Photo: Gian Marco Castelberg

«J’ai quelques amis gays d’origine turque, qui ont vécu des choses similaires.» Burak raconte l’histoire d’un jeune homme battu et torturé, d’un autre chassé de sa maison et de sa famille, d’un autre encore envoyé en Turquie pour redevenir «normal». «C’est grave. Pourtant, l’amour reste de l’amour, quelle que soit la forme qu’il prend.»

Premiers effets positifs dans son entourage

Burak espère donc que le film sera vu dans la communauté turque suisse et déclenchera quelque chose. «Un collègue homosexuel qui était figurant dans le film est venu me voir un jour de tournage, il m’a pris dans ses bras et m’a remercié pour mon courage. Je ne pouvais pas imaginer ce que cela signifiait pour lui et d’autres personnes dans sa situation de faire ce film, m’a-t-il dit».

Beyto a aussi fait son petit effet dans le cercle d’amis hétéros de Burak. «Ils ont assisté à la première et trouvent le film formidable; ils comprennent beaucoup mieux les difficultés auxquelles sont confrontés les homosexuels.»

Sa sœur était également présente et l’a félicité. Ses parents ne sont pas venus, bien qu’ils aient été invités. «Ils ne verront probablement jamais le film, dit-il en soupirant, ce que je trouve terriblement dommage.» Aujourd’hui, sa mère le soutient dans ses projets d’acteur, mais son père a encore du mal à l’accepter.

L’acteur Burak Ates saute contre un mur

Burak ne baisse pas non plus les bras si facilement. Photo: Gian Marco Castelberg

Courrier de fans turcs

Contre toute attente, il a reçu un message surprenant de deux oncles vivant en Turquie, qui ont vu la bande-annonce du film. «Ils m’ont félicité et espèrent que je jouerai aussi un jour dans un film turc.» Ce qu’il pourrait fort bien envisager.

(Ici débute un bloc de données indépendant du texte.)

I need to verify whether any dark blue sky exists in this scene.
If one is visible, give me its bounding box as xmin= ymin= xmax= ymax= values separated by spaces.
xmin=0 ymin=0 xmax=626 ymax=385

Pour faire plaisir à ses parents et avoir un petit filet de sécurité, le jeune homme de 26 ans suit en parallèle une formation d’informaticien de gestion. Mais il se concentre sur sa formation de comédien, entamée au début de l’année. Il a déménagé à Zurich et vit aujourd’hui en collocation.

L’acteur Burak Ates avec un kebab dans les mains

Burak aime les kebabs, qui jouent également un rôle dans Beyto. Photo: Gian Marco Castelberg

Pendant son temps libre, cet adepte de Crossfit fait beaucoup de sport et sort régulièrement avec ses amis. Ce qu’il aime encore? Les chansons de Mani Matter, le bon café qui coûte cher – et les kebabs: «j’en mange deux à trois fois par semaine».

Depuis, Burak s’est séparé de sa petite amie, et est toujours célibataire. «Et, pour être honnête, je n’en veux pas. Une relation demande du temps et de l’attention, et je me concentre à fond sur ma carrière en ce moment.»

Son rêve? Percer en Suisse – et marcher alors dans les pas de ses modèles Max Hubacher, Joel Basman ou Dimitri Stapfer. Depuis, il a participé à d’autres castings. Il lui reste encore du chemin à parcourir, mais dans Beyto, Burak a livré une performance qui lui ouvrira certainement d’autres portes.